It must be interesting for a filmmaker to examine the line between reality and imagination, and Goutam Ghose attempts it in his latest Yatra. To this abstract idea, he adds his concern for materialism in today’s society, but the two don’t seem to fuse seamlessly, leaving the viewer with a film that’s more didactic than artistic.

Like the beginning when writer Dashrath Joglekar’s (Nana Patekar) family go shopping in a mall, and the scene goes on forever, just so that he can get an idea for his best novel titled Bazaar—how literal can it get.

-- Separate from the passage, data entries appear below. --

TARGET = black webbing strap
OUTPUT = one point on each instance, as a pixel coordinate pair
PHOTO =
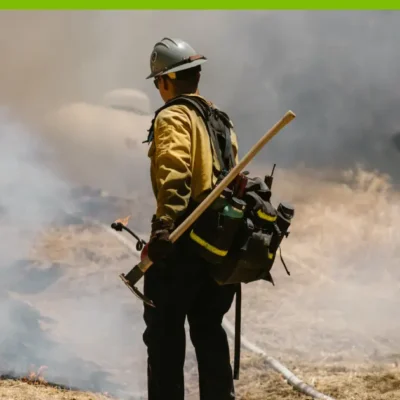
(238, 333)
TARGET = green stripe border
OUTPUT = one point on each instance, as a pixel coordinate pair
(199, 5)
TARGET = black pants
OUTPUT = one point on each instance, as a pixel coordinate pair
(181, 287)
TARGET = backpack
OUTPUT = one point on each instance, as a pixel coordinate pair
(238, 235)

Then, on his way to Delhi to receive an award, Dashrath meet a filmmaker (Nakul Vaid) on the train, and he narrates a part of his novel Janaaza to him, in which he had created an alter ego Satish, who rescues a courtesan Lajwanti (Rekha) from her patron, who has just let his cronies rape her. In the process of the story-telling, are included three or four mujras— there’s one more later, plus a pseudo cabaret; it’s as if Ghose thought to himself, that if he had signed up prima donna Rekha, he might as well get his money’s worth of dancing from her.

The literary award has been sponsored by an industrial house, that plays its commercial (starring Sanjay Dutt) before the award presentation, again so literal a device to get Dashrath an opening for a speech on consumerism and greed in a market-driven society.

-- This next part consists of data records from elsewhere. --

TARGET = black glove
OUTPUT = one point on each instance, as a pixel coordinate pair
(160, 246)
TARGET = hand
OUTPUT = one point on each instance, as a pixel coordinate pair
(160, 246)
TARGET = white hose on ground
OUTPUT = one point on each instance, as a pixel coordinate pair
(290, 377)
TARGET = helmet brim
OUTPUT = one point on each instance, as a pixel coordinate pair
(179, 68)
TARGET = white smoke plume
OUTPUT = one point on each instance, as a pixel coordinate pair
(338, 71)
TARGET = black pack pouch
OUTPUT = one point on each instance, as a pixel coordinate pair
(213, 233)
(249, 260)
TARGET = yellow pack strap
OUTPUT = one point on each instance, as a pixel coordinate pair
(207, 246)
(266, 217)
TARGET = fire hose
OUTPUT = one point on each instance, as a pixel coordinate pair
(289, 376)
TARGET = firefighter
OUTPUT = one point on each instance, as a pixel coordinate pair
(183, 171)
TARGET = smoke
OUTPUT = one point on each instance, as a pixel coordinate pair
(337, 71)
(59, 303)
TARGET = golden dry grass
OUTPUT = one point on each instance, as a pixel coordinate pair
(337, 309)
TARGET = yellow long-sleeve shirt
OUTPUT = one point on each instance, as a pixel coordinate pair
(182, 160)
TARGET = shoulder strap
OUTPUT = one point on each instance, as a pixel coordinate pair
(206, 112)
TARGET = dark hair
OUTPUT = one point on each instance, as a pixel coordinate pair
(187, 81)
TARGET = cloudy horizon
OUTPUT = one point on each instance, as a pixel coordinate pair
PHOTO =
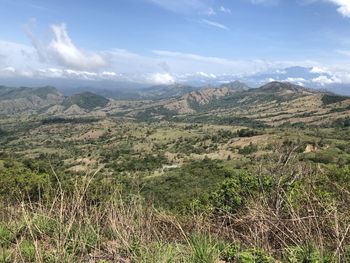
(163, 42)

Ghose is unable to express this rather stale rant in adequately cinematic terms. When Dashrath goes to meet the real Lajwanti in Hyderabad, while his wife (Deepti Naval) fumes, the classical singer and dancer is seen doing a crude film number for a bunch of drunken youth, which is meant to portray the selling of pure culture to Bollywood (that is Bazaar) vulgarity. Since Lajwanti follows this with a classical mujra for Dashrath, you deduce that Ghose wants to say that the old way of life with leisurely performance by tawaifs was better. It’s all very well to romanticize the past, but was it any less exploitative for the women?

The film splutters to life when Rekha is on screen, but towards the end, even her Umrao Jaan adas get to be giggle-inducing. Deepti Naval is bankably intense as the wife, Nana Patekar with his slow drawl is oddly off-colour.

At one point the writer asks the filmmaker about his approach to the story-- “real, unreal or surreal.” Ghose film also flounders between the three—which would have made for very exciting cinema if he had been able to pull it off. Yatra is an idea that doesn’t culminate into a very satisfying journey.